Most “language models” never touch a waveform. Kizzasi predicts the continuous world instead.
Today we released Kizzasi 0.1.0 — the first cut of a Rust-native autoregressive predictor for continuous signal streams: audio samples, sensor readings, robotics control loops, and video frames.
No Python runtime. No PyTorch. No CUDA toolkit pinned to a driver version. Kizzasi is written in Rust, compiles to a single static binary (or WASM), and runs the same on a workstation, an edge gateway, or a robot’s onboard controller. The signal stays in-process, the dependency tree stays auditable, and there is no C/C++/Fortran in the default build.
Why 0.1.0 matters
The phrase “Large Language Model” is, frankly, a misnomer. What these systems actually are is general-purpose signal predictors — they take a history and predict the next value. Text tokens are just one kind of signal (discrete vocabulary indices). Audio is a 44.1 kHz waveform. Sensor telemetry is a multivariate time series. Video is a high-dimensional spatio-temporal stream. They can all be served by the same autoregressive idea: predict the next value(s) from history.

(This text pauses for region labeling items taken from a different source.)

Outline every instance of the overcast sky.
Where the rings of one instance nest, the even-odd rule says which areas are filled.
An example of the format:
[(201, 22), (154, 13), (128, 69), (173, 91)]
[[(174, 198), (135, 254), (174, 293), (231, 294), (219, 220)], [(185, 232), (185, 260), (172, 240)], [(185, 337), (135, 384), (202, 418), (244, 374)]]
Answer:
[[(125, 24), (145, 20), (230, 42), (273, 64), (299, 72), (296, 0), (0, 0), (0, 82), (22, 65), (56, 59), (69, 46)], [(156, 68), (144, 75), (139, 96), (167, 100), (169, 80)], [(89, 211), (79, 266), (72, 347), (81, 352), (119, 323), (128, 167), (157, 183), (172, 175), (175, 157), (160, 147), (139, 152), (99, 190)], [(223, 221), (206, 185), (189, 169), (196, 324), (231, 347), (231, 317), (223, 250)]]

Kizzasi (兆し — Japanese for “sign / omen / premonition”) is built around that insight, the AGSP (Autoregressive General-Purpose Signal Predictor) paradigm. And because it targets the physical world, raw next-value prediction is not enough — a predicted joint torque or motor velocity has to respect actual physical and safety limits. So Kizzasi is neuro-symbolic: it pairs the learning capacity of State Space Models with hard constraints, so predictions:
- follow statistical likelihoods learned from data,
- adhere to physical laws (conservation, causality),
- respect safety constraints (bounds, rate limits), and
- satisfy domain-specific logical rules.
For a 0.1.0 this is an honest first release — early, but already broad and structured. The workspace is roughly 25,000 lines of Rust across eight crates, every layer present, no unwrap() in production code, and a property-tested suite underneath.
Technical Deep Dive: the layers
Kizzasi is a workspace of focused crates, with a single facade (kizzasi) re-exporting them through an ergonomic prelude.
kizzasi-core— the SSM engine. A selective State Space Model implementation with a parallel scan (O(log N) depth), discretization caching, workspace pooling, cache-aligned data structures, and SIMD-optimized embeddings. CUDA/Metal acceleration is feature-gated; the default path is pure CPU.kizzasi-model— the architectures. Mamba and Mamba2, RWKV, S4/S4D diagonal state-space models, and a Transformer baseline, all behind oneModelTypefactory with HuggingFace-compatible weight loading. SSMs give you O(1) per-step inference and unbounded context; the Transformer is there for comparison.kizzasi-tokenizer— signal to tokens. VQ-VAE and residual VQ-VAE, μ-law compression, linear/adaptive/deadzone quantizers, and multi-scale temporal tokenization — plus domain tokenizers for music and environmental audio. For floating-point work, a continuous tokenizer keeps signals in their native domain.kizzasi-inference— the pipeline. Streaming inference with temperature / top-k / top-p sampling, dynamic batching, and memory-efficient state management.kizzasi-logic— constraint enforcement. The symbolic half: linear and nonlinear constraint projection, gradient projection, ADMM, Lagrangian relaxation for soft constraints, and Linear Temporal Logic (LTL) support — usable both as runtime guardrails and as differentiable training losses.kizzasi-io— the physical world. MQTT for IoT, real-time audio via CPAL, WebSocket and serial transports, WAV/CSV/HDF5 file I/O, and a DSP toolbox (FFT, filtering, resampling, beamforming/DOA, Hilbert-Huang/EMD, source separation, quality metrics).
Getting Started
Add the crate:
cargo add kizzasi
A minimal next-step predictor:
use kizzasi::prelude::*;
fn main() -> KizzasiResult<()> {
// Configure a predictor with a Mamba2 backend.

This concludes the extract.